Offert par Les Affaires


Édition du 22 Février 2014

Le parcours coop, un must pour les étudiants et les universités

Offert par Les Affaires


Édition du 22 Février 2014

Gerry Hughes, directeur de l'Institut d'enseignement coopératif de l'Université Concordia.

Dans la lutte que se livrent les universités pour attirer les étudiants, les parcours coopératifs sont une arme efficace. Les étudiants sont toujours plus nombreux à choisir cette formule qui leur assure un an de stage pendant leurs études.


L'Université de Sherbrooke a été la première au Québec, il y a presque 50 ans, à lancer la formule «coop». Aujourd'hui, 4 500 étudiants suivent ce cursus, et des investissements importants ont été consentis pour développer le service des stages et du placement en conséquence (bâtiment de trois étages, salons multimédias, logiciel spécialisé, 50 employés, etc.).


L'UdeS compte même bientôt innover en lançant la formule... pour les infirmières. «C'est une première ! Ce sera le seul parcours coop pour des infirmières au Canada», affirme Denis-Robert Élias, directeur général du Service des stages et du placement. Pour le moment, les infirmières ont des stages obligatoires - très encadrés - durant leur formation. Avec la formule coop, «ces stages seront rémunérés, et c'est l'établissement qui décidera des tâches qu'elles feront». Dès septembre 2015, l'Université s'attend à pouvoir démarrer une cohorte de 45 personnes au campus de Longueuil et une autre équivalente à Sherbrooke.
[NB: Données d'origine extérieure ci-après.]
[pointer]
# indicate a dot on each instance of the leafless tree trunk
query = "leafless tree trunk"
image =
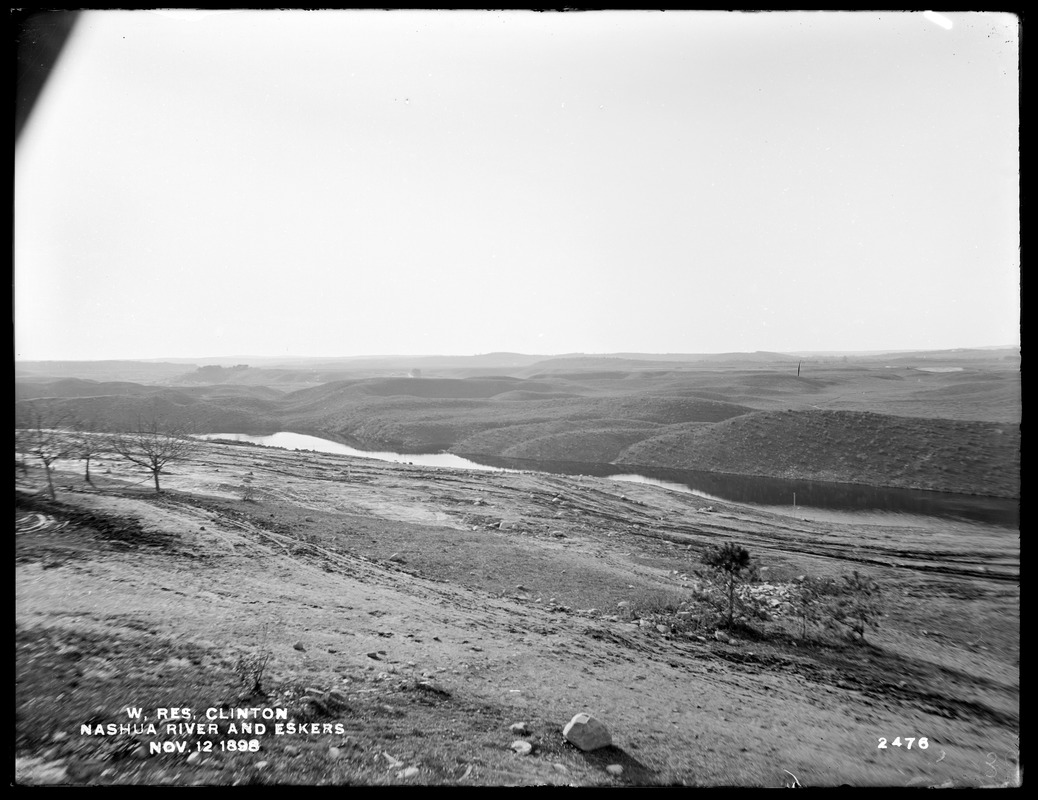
(154, 446)
(43, 433)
La formule fait des émules. L'Université Concordia, qui propose une quarantaine de parcours en coop, affiche cette option bien en évidence sur la page d'accueil de son nouveau site Internet. «À ce jour, 1 450 étudiants ont choisi cette formule. Depuis trois ans, on a vu une augmentation d'environ 15 % des effectifs», constate Gerry Hughes, directeur de l'Institut d'enseignement coopératif de l'Université Concordia.


L'évolution de la demande de stages de la part des étudiants est généralisée. «La première question des étudiants qui se renseignent sur notre université porte souvent sur la possibilité de faire des stages», explique Nadir Belkhiter, vice-doyen aux études de la Faculté des sciences et de génie de l'Université Laval, qui offre quatre programmes en formule coop et des stages dans de nombreux autres.